近年來，類神經網路隨著深度學習的發展而受到矚目，成為了最熱門的話題之一，相較於現代電腦在運算功能上有突出的表現，人腦則是在圖像辨識、感知、功率消耗上遠勝於電腦，如果要建構一個擁有相同優勢的電腦，模仿大腦的架構是最直接的方法，因此突波式神經網路則被提出來，其主要傳遞的訊號為動作電位(突波)，除此之外，透過生物上的量測結果發現，雜訊會使得神經元產生隨機性的突波行為，而更有文獻顯示雜訊有助於突波式神經網路的學習，因此提供了一個新穎的想法對於設計單一神經元電路。

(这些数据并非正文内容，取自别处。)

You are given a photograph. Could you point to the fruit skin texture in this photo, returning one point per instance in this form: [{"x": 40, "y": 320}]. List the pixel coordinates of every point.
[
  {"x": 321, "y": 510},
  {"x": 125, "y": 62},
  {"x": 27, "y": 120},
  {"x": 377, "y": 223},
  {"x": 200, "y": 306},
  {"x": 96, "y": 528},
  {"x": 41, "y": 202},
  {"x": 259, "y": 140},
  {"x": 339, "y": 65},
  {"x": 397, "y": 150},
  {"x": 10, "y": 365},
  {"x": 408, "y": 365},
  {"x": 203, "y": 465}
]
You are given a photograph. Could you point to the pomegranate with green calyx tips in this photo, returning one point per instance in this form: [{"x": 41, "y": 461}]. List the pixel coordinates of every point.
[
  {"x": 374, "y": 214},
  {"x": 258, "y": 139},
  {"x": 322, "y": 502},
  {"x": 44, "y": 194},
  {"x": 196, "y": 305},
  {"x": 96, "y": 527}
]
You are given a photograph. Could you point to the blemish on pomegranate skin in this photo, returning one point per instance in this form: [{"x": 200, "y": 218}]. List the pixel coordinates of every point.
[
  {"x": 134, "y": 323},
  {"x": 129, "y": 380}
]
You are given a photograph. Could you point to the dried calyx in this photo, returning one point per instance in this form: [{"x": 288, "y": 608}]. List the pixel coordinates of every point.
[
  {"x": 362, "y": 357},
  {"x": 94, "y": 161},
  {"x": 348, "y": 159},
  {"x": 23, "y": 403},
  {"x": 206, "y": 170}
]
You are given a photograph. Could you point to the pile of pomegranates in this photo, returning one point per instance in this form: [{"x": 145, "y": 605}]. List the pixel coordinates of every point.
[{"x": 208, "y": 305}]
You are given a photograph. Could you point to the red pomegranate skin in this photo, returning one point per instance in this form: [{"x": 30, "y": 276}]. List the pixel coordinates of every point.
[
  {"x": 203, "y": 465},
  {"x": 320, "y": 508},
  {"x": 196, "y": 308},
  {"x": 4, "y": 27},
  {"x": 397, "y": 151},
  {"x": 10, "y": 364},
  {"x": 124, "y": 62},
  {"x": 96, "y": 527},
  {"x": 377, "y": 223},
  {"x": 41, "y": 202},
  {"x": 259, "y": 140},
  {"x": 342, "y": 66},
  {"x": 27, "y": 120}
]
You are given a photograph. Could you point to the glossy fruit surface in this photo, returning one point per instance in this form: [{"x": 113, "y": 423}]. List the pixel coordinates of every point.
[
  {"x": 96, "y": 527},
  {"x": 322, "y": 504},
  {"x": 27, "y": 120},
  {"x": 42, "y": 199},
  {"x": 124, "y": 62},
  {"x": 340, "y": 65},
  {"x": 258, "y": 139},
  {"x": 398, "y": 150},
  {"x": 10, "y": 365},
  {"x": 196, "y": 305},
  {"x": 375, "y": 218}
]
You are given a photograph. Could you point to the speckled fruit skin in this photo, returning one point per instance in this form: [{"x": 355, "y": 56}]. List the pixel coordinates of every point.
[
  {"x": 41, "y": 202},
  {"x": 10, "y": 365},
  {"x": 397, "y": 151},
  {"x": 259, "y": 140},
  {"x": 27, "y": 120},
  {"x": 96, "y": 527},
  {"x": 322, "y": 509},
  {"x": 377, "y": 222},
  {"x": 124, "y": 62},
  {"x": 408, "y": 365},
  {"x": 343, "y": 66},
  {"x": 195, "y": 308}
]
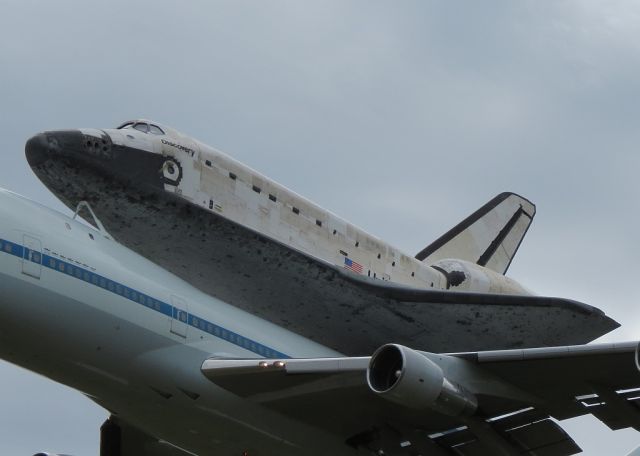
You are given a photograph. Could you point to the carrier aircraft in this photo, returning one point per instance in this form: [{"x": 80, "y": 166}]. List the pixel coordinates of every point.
[{"x": 288, "y": 330}]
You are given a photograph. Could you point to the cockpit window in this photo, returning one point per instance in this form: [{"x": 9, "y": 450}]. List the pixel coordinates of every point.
[
  {"x": 155, "y": 130},
  {"x": 141, "y": 126}
]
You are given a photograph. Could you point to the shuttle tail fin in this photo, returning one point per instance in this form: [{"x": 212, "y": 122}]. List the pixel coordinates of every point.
[{"x": 489, "y": 237}]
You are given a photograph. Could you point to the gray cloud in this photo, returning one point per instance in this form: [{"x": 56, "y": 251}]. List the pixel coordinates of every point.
[{"x": 403, "y": 119}]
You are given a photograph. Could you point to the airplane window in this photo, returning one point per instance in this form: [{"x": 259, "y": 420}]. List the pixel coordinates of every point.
[
  {"x": 155, "y": 130},
  {"x": 143, "y": 127}
]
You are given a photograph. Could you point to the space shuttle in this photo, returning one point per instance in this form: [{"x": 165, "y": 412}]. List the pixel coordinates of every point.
[
  {"x": 213, "y": 311},
  {"x": 247, "y": 240}
]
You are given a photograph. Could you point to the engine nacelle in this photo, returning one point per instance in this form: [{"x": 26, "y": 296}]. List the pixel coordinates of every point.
[
  {"x": 406, "y": 377},
  {"x": 466, "y": 276}
]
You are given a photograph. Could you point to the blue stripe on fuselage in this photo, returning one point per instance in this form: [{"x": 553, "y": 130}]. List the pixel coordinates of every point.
[{"x": 131, "y": 294}]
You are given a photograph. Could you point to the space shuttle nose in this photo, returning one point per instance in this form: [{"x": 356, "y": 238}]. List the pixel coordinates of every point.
[
  {"x": 37, "y": 149},
  {"x": 55, "y": 144}
]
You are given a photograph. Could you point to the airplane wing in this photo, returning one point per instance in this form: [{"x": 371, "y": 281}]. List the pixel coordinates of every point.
[
  {"x": 319, "y": 300},
  {"x": 520, "y": 395}
]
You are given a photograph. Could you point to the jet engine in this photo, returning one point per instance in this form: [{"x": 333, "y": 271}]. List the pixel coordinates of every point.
[{"x": 406, "y": 377}]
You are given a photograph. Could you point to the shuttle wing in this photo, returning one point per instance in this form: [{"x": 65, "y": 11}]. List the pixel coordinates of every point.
[{"x": 556, "y": 383}]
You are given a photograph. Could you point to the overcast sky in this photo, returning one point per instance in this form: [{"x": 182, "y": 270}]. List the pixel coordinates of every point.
[{"x": 402, "y": 117}]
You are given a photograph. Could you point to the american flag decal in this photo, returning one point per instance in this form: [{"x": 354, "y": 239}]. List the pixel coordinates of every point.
[{"x": 352, "y": 265}]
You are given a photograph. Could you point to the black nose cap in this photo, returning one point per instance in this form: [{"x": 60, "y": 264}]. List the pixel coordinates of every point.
[{"x": 37, "y": 149}]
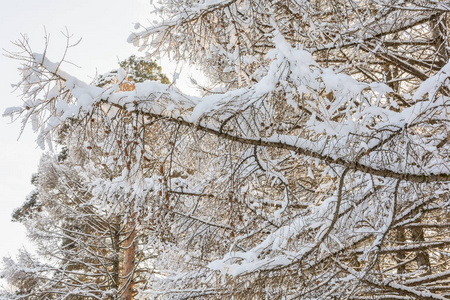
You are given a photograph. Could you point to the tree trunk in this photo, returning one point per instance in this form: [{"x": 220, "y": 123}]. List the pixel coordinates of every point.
[{"x": 129, "y": 265}]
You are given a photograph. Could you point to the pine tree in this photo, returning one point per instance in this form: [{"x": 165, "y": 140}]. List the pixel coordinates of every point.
[{"x": 315, "y": 166}]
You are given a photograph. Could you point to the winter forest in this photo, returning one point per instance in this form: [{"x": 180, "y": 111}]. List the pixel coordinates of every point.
[{"x": 313, "y": 164}]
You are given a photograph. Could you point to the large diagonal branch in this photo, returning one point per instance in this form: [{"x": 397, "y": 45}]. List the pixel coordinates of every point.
[{"x": 267, "y": 142}]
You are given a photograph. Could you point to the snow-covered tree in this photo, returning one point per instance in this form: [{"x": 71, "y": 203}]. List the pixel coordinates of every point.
[{"x": 315, "y": 165}]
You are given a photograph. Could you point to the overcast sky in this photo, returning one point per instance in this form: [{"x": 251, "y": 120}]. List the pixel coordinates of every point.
[{"x": 104, "y": 26}]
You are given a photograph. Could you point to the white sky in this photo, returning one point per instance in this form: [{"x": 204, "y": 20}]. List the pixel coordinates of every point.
[{"x": 104, "y": 26}]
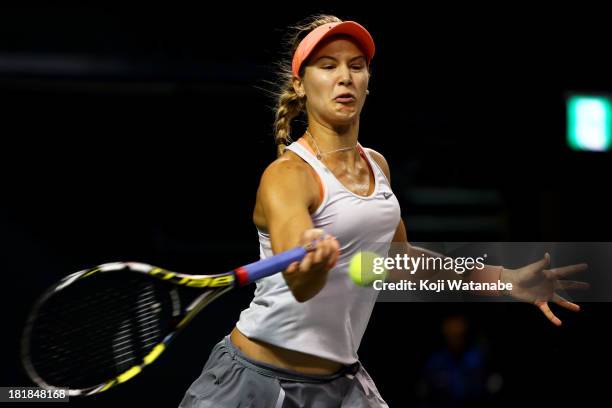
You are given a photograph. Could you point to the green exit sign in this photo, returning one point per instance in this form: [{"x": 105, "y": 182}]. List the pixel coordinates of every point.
[{"x": 589, "y": 123}]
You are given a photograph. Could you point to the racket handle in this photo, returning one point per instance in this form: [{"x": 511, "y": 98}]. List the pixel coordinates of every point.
[{"x": 269, "y": 266}]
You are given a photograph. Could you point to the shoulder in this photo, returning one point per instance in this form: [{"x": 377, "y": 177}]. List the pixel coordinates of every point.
[
  {"x": 380, "y": 160},
  {"x": 288, "y": 174}
]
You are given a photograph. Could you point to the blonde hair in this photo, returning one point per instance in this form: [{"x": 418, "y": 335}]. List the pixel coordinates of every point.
[{"x": 288, "y": 103}]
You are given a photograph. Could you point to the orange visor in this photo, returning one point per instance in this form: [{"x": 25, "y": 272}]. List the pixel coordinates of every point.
[{"x": 350, "y": 28}]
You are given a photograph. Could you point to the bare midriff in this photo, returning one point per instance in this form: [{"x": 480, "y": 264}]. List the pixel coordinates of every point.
[{"x": 283, "y": 358}]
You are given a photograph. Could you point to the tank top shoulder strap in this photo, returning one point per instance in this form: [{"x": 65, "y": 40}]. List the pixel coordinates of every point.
[{"x": 301, "y": 149}]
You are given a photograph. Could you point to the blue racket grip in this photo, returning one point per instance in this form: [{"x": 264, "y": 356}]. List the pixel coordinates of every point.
[{"x": 269, "y": 266}]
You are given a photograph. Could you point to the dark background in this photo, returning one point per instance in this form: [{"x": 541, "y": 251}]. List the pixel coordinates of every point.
[{"x": 141, "y": 134}]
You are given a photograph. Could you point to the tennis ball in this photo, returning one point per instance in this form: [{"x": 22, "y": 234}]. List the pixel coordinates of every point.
[{"x": 362, "y": 268}]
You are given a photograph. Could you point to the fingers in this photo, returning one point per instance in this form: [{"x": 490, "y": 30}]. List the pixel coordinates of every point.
[
  {"x": 565, "y": 284},
  {"x": 543, "y": 306},
  {"x": 323, "y": 257},
  {"x": 541, "y": 264},
  {"x": 565, "y": 303}
]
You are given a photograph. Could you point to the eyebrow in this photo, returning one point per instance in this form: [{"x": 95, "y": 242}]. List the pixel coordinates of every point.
[{"x": 332, "y": 58}]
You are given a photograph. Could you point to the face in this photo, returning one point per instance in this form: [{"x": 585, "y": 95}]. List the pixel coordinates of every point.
[{"x": 335, "y": 82}]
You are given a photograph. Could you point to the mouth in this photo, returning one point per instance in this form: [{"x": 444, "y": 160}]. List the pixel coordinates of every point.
[{"x": 345, "y": 98}]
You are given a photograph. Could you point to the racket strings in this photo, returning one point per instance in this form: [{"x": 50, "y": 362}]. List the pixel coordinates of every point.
[{"x": 97, "y": 328}]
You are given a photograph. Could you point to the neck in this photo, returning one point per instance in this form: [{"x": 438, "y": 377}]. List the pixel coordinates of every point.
[{"x": 333, "y": 143}]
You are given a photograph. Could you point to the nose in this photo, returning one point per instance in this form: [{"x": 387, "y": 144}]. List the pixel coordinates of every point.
[{"x": 345, "y": 76}]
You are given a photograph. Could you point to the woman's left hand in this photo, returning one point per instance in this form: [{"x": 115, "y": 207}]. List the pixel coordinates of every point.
[{"x": 536, "y": 284}]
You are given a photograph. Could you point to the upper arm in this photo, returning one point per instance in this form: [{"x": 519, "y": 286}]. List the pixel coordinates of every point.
[{"x": 285, "y": 194}]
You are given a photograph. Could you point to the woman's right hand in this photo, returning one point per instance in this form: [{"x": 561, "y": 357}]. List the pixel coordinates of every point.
[{"x": 308, "y": 277}]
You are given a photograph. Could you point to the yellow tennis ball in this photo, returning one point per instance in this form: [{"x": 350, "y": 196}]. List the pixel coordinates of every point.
[{"x": 366, "y": 267}]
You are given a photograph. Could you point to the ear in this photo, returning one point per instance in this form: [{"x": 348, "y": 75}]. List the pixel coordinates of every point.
[{"x": 298, "y": 86}]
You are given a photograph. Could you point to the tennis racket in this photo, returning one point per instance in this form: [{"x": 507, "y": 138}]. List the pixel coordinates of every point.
[{"x": 100, "y": 327}]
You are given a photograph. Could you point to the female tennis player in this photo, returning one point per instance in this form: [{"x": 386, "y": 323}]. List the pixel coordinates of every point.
[{"x": 296, "y": 345}]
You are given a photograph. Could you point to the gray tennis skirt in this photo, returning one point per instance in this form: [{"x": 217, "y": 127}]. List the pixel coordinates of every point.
[{"x": 230, "y": 379}]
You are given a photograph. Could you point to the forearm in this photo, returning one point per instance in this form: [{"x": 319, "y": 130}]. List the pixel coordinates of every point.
[{"x": 425, "y": 264}]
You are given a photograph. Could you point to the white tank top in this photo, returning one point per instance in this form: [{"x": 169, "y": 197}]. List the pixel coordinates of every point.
[{"x": 331, "y": 324}]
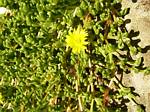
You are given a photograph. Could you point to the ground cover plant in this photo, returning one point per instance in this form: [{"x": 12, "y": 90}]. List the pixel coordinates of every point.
[{"x": 66, "y": 56}]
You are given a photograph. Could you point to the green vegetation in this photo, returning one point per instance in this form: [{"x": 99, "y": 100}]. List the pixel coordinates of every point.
[{"x": 40, "y": 73}]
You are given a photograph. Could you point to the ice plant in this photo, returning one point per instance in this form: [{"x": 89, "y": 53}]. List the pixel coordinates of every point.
[{"x": 77, "y": 40}]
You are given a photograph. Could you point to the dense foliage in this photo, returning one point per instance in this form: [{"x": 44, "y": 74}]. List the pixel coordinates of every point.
[{"x": 40, "y": 73}]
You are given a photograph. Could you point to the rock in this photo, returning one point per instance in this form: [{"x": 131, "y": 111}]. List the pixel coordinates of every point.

本論文的研究重點是設計一個具有隨機性突波行為的神經元電路並使其成為大型神經網路的運算單元，而此神經元電路的雜訊源來自一個可調變雜訊能力的電晶體，由於此雜訊電晶體與生物的雜訊擁有相同的頻譜特徵，因此我們可以透過此元件自身的雜訊影響神經元電路的突波頻率以達到隨機行為的實現，其中我們所使用的突波神經元模型為 Izhikevich 模型，其最大的特色是可以用兩個微分方程式以及四個參數完成多樣的神經元突波波型。因此本篇論文提出一個具有多樣性波型且具隨機行為的神經元電路用以建構大型神經網路及演算法所使用。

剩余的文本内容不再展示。